≡ Menu
Deep in the Code

Using PHP to Search for Text in Website Source Code

As I’ve mentioned before, I use the Thesis premium theme on my WordPress site, and I generally have no problems at all. However, the newest Thesis update came out, and I am getting an HTML5 validation error.

Usually when this sort of thing happens, whether it be with a theme or with a plugin, I’ll try to fix what is causing the error and then report the fix to the author. The validation error I am getting is below.

HTML5 validation error on Thesis 2.2.1

The validation error and the rendered HTML.

The Thesis codebase is fairly complicated and is not easy to decipher if you’ve never seen it before.

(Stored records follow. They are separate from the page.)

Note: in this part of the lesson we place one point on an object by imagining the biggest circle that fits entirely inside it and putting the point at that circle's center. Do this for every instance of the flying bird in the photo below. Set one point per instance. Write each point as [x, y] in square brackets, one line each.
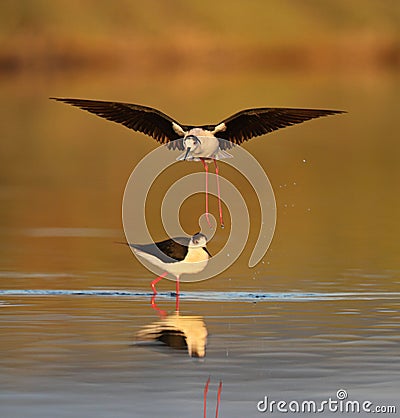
[177, 256]
[205, 143]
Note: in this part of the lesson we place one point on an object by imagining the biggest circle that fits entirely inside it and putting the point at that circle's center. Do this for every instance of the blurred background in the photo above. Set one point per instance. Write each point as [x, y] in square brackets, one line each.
[63, 171]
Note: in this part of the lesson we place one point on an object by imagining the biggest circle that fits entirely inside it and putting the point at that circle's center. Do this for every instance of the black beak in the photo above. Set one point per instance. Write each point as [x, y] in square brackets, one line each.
[187, 153]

Even though I’d hacked on it a few times before, I’d never come across the code that generated this bit of HTML.

<style type="text/css">
#thesis_launcher { position: fixed; bottom: 0; left: 0; font: bold 16px/1em "Helvetica Neue", Helvetica, Arial, sans-serif; padding: 12px; text-align: center; color: #fff; background: rgba(0,0,0,0.5); text-shadow: 0 1px 1px rgba(0,0,0,0.75); 
#thesis_launcher input { font-size: 16px; margin-top: 6px; -webkit-appearance: none; 
</style>

My blog runs on a shared server, and I don’t have SSH enabled currently, so there was no way I could use grep to search for the text, and the cPanel search utility only looks at filenames.

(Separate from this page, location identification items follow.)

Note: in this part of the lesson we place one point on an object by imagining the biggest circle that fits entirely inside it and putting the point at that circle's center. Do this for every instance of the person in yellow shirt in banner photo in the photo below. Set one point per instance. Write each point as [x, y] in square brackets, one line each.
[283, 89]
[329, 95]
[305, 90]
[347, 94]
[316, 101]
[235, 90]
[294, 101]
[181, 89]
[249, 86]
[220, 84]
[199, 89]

After some searching, I found an article that had code for finding filenames in all subfolders from a path on your site. This code would not search the text itself, but would allow for recursive folder searching.

function rsearch($folder, $pattern) {
    $dir = new RecursiveDirectoryIterator($folder);
    $ite = new RecursiveIteratorIterator($dir);
    $files = new RegexIterator($ite, $pattern, RegexIterator::GET_MATCH);
    $fileList = array();
    foreach($files as $file) {
        $fileList = array_merge($fileList, $file);
    }
    return $fileList;
}

Also, I was able to find another post that explained text searching in a file.

$path_to_check = '';
$needle = 'match';

foreach(glob($path_to_check.'*.txt') as $filename)
{
  foreach(file($filename) as $fli=>$fl)
  {
    if(strpos($fl, $needle)!==false)
    {
      echo $filename.' on line '.($fli+1).': '.$fl;
    }
  }
}

By combining and modifying these, I was able to put together a relatively simple file that will search through all files matching a pattern (in this case, PHP files) and printing instances of the text that contains the search term.

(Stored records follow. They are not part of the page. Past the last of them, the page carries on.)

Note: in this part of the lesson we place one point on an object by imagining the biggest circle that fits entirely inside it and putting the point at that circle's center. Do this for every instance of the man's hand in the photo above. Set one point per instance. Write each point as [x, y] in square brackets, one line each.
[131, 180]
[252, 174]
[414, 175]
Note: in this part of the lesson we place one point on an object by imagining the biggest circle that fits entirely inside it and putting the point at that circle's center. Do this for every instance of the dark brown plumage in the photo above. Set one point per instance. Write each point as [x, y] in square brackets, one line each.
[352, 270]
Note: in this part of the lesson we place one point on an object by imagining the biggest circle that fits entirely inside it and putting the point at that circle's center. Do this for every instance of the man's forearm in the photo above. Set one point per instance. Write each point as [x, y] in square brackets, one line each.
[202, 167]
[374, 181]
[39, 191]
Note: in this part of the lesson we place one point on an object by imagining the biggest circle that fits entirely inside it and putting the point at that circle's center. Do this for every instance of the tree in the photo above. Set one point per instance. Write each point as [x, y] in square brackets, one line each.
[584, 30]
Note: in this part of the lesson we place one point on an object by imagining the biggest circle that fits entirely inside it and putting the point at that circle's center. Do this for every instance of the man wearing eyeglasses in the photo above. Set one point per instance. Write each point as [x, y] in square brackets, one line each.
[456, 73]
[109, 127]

$path_to_check = "(your folder)";
$pattern = "/.*php/";
$needle = $_GET['needle'];

function rsearch($folder, $pattern, $needle) {
    $dir = new RecursiveDirectoryIterator($folder);
    $ite = new RecursiveIteratorIterator($dir);
    $files = new RegexIterator($ite, $pattern, RegexIterator::GET_MATCH);
    //$fileList = array();
    foreach($files as $file) {    	
        //$fileList = array_merge($fileList, $file);
        foreach($file as $filename) {
           foreach (file($filename) as $fli=>$fl) {
               //echo $filename."<br /><br />\n\n";
               if(strpos($fl, $needle)!==false) {
	           echo $filename.' on line '.($fli+1).': '.$fl."<br /><br />\n\n";
               }   
           }
        }
        
    }
    //return $fileList;
    return 0;
}

//var_dump(rsearch($path_to_check,$pattern,$needle));

if (strlen($needle) > 0) {
    rsearch($path_to_check,$pattern,$needle);
}
echo "Search complete.";

The search term currently is entered using the querystring (such as search.php?needle=yoursearchterm), and the path is currently hard coded. The pattern uses a regular expression. I did find that this has the potential to use all of your allotted memory, so use it sparingly. Also, don’t leave this on your site in PHP form, but rename to TXT when not in use so that no one can use it without your knowledge – it could be used to find passwords for databases and other sensitive information.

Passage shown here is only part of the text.